Marketing Financial Advisor Services to Millennials
Marketing Financial Advisor Services to Millennials
Marketing financial advisor services to midcareer executives is simple. Midcareer executives have significant assets and expenses to manage, and defined objectives. The complexity of their financial portfolios means they are likely open to financial advising services, the amount and variety of assets they hold affords the financial advisor many ways of servicing their client, and their defined objectives whittle the options to a concise strategy. Millennials, by contrast, are just starting out. They don’t have the assets or expenses of midcareer executives, their investing options are limited, their financial goals are less defined, and they likely have a limited understanding of what financial advisors do. Having grown up in the Great Recession and the dot-com bubble before that, many are also skeptical of Wall Street, investing, and the financial services industry. Further, you can’t afford to ignore them- millennials are projected to surpass baby boomers as the largest generation in the United States. They may not be wealthy now, but their wealth will grow as baby boomers leave the workforce. They are your firm’s future, so how does the enterprising financial advisor convince young potential clients to utilize their services, and how can that financial advisor tailor their services to their millennial clients?
Explain Your Fee Structure
A Deloitte study found that many millennials perceive financial advisors negatively. The same study found that transparency in pricing goes a long way to overcome this negative perception. This is the generation that is putting an end to automobile price haggling. They will do their research before choosing an advisor. If your fee structure is convoluted, confusing, or otherwise non-transparent, they won’t trust you, and if they don’t trust you, they will not engage in your services. Many financial advisors with younger clients straightforwardly explain their fees on their firm’s website. They are also prepared to answer questions like, “How are you paid?” and “What’s the cost of this fund?”
Millennials want to know that you are working for them and that you care about them. In addition to investment guidance, they want counseling on debt, budgeting, and their careers. If you don’t provide every service, maintain a list of trusted professionals for referrals. Valuable referrals and connections can provide as much value to an aspiring young professional as your financial advice. Let them know you value their business. They may not be wealthy now, but the ones seeking financial advising services are likely future high-income earners. Treat them with the same respect and provide the same attention you would a midcareer executive.
Define Your Role
Millennials don’t want a salesperson pitching them products, especially if they don’t know your incentive for pitching the products. We all live in an information-overload world, and many millennials have read about advisors pushing products in the advisor’s best interests, but not theirs. They are wary of hidden commissions, sales incentives, and other shady motivators, and they want assurance that you’re acting in their best interests. Define your role as their fiduciary, explain that role, and address concerns about hidden fees and commissions.

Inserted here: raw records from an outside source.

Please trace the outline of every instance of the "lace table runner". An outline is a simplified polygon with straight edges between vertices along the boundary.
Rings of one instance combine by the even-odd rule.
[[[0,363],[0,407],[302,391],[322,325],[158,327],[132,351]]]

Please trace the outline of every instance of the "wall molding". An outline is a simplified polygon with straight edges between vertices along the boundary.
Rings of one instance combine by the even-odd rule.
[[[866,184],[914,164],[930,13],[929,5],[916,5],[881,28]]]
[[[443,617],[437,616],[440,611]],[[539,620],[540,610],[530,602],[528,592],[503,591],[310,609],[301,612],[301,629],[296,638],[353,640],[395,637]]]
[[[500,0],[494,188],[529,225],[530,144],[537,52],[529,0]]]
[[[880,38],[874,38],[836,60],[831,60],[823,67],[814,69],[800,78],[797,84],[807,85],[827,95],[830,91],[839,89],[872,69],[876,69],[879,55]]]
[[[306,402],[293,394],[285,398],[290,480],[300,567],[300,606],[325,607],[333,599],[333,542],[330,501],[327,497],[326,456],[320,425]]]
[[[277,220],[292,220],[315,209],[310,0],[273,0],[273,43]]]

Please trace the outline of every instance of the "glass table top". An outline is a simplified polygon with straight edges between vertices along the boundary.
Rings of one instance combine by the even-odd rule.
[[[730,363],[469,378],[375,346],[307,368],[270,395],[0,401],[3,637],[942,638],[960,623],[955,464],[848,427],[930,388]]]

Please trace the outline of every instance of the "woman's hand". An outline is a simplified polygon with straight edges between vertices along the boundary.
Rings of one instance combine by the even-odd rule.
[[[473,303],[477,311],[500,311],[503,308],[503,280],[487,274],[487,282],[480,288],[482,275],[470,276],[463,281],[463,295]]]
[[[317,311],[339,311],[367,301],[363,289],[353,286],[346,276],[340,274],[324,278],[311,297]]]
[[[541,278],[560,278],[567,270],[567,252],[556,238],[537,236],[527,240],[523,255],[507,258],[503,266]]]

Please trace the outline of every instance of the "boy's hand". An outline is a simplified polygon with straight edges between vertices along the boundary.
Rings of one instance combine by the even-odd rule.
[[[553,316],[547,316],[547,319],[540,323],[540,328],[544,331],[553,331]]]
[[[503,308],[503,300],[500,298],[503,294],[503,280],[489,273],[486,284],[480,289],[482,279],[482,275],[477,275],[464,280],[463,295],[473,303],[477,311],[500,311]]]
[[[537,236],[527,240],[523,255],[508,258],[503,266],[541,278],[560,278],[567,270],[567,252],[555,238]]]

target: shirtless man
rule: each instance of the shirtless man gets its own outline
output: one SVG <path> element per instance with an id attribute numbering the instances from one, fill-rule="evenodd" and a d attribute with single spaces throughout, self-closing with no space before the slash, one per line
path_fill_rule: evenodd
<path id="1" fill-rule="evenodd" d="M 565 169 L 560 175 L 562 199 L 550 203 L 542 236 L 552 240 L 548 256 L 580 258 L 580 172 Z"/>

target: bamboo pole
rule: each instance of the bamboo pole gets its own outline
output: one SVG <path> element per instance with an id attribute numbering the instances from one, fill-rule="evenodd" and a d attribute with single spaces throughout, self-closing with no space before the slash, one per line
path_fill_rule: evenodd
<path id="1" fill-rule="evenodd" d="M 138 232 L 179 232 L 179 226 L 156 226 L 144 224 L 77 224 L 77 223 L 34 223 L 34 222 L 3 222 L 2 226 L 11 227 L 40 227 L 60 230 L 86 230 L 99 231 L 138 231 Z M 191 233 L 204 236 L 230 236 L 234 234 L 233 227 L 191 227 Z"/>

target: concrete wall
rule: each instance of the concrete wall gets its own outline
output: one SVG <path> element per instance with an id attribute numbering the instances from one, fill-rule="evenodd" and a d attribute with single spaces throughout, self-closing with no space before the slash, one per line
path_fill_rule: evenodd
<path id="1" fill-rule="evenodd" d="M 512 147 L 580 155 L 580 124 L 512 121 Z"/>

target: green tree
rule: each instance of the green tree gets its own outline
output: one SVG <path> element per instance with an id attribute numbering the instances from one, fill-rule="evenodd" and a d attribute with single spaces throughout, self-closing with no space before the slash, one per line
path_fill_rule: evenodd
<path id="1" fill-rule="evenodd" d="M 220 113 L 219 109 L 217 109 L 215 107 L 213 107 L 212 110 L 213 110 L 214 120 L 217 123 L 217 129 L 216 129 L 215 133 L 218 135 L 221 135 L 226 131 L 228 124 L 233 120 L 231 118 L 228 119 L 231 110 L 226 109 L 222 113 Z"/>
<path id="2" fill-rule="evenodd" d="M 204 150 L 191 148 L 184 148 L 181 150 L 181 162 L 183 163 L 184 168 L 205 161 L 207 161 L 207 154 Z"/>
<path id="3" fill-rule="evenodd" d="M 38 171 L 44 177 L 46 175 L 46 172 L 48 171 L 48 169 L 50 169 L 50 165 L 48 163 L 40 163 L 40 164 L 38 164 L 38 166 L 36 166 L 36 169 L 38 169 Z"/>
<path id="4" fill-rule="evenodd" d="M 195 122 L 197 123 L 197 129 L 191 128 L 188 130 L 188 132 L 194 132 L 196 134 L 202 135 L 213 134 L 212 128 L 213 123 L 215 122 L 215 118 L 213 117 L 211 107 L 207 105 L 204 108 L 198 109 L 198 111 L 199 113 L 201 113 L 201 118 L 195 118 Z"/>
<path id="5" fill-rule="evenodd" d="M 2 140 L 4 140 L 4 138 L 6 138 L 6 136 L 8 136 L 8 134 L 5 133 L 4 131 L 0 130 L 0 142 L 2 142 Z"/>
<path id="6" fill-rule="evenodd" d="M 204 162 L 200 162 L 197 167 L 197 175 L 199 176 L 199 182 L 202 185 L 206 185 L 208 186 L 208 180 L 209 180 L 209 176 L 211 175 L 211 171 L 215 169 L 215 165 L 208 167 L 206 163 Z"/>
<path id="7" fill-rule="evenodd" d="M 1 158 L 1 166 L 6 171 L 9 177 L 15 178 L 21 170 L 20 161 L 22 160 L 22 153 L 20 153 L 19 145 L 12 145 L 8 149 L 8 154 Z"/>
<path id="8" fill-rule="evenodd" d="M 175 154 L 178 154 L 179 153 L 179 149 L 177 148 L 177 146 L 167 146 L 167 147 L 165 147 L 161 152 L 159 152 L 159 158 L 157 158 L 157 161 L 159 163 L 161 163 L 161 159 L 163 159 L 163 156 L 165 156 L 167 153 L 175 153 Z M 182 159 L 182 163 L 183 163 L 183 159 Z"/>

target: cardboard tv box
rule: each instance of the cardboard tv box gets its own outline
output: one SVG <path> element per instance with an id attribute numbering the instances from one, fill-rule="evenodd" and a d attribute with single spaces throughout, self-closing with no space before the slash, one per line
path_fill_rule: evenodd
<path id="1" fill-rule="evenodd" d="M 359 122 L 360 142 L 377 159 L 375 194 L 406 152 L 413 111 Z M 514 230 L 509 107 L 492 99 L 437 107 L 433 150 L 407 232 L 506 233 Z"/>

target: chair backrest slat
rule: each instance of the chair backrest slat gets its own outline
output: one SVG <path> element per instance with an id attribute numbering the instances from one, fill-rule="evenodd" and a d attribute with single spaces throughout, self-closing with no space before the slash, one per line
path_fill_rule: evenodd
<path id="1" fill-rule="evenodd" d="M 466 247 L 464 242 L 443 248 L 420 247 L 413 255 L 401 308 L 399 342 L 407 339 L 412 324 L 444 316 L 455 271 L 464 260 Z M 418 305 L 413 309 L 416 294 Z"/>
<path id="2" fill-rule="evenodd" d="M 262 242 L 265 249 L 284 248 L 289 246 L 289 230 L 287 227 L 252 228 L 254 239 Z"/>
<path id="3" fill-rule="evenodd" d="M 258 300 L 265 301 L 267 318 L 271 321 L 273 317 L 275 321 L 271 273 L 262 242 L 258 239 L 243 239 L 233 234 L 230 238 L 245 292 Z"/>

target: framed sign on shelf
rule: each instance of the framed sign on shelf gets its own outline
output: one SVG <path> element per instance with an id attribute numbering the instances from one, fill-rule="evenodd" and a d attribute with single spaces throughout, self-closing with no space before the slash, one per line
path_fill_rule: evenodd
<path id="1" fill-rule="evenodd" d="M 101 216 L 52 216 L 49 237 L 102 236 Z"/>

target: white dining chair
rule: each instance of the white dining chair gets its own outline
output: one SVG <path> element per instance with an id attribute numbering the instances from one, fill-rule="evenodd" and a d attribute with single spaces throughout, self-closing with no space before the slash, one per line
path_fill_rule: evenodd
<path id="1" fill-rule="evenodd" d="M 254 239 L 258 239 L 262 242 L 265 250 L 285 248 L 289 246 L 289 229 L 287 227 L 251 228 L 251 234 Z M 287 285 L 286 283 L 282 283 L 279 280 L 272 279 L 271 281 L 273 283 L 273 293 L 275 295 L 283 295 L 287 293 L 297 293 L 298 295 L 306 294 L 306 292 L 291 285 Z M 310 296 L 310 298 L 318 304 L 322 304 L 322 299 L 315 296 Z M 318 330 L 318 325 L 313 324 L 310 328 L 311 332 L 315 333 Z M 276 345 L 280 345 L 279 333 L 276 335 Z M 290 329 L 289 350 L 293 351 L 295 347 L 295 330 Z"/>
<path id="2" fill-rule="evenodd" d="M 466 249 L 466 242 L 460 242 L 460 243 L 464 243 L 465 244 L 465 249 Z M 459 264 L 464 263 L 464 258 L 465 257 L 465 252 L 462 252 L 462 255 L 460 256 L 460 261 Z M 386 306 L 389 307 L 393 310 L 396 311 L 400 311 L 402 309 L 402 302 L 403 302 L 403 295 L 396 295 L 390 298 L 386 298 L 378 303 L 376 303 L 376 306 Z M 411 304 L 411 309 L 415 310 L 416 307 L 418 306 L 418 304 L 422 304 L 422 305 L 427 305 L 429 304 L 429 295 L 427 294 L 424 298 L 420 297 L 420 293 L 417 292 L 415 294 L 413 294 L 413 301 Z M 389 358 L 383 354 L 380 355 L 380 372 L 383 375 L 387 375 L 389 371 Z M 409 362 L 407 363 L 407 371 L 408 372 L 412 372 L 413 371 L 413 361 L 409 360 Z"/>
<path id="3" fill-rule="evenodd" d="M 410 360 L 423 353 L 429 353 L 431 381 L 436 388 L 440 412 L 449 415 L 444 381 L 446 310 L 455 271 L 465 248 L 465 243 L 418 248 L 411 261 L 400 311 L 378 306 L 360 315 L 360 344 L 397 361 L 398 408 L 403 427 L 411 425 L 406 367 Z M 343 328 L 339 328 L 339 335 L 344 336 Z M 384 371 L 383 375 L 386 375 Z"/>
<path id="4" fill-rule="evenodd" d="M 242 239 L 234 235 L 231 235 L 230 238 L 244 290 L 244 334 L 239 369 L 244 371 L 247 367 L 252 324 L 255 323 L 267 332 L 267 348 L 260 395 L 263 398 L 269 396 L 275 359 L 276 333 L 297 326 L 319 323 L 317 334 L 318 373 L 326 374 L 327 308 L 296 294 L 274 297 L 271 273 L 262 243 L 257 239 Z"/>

Young adults have varied financial needs and seek flexibility in their financial advisors, in both services and pricing. Flexible pricing can permit you to attract more young clients. Millennials are used to monthly fee structures, so simply varying the monthly fee based on services provided is an easy way to make your pricing structure more flexible. Any mutually acceptable flexible pricing method can work. The goal should be to provide flexible pricing options while maintaining transparency.
Millennials have different financial portfolios than previous generations. Many are saddled with high student loan debt. Additionally, most costs of living have increased, while young workers’ average wages have remained flat or even decreased. They have different obligations and less money available for investment than previous generations. They still have financial planning needs, however, that can be met by a financial advisor flexible enough to meet those needs. Further, young adults of any generation are more socially conscious than their midlife counterparts. Many millennials want to invest ethically rather than in a profit-first corporation. Before pitching millennials, do your research to present them with ethical options regarding environmental sustainability, tolerance and diversity, social justice, fair wages and labor practices, and any other ethical considerations you think will be relevant. Socially responsible funds exist for gender diversity, environmental sustainability, pacifism, anti-tobacco, anti-gun, and general ethics, among others.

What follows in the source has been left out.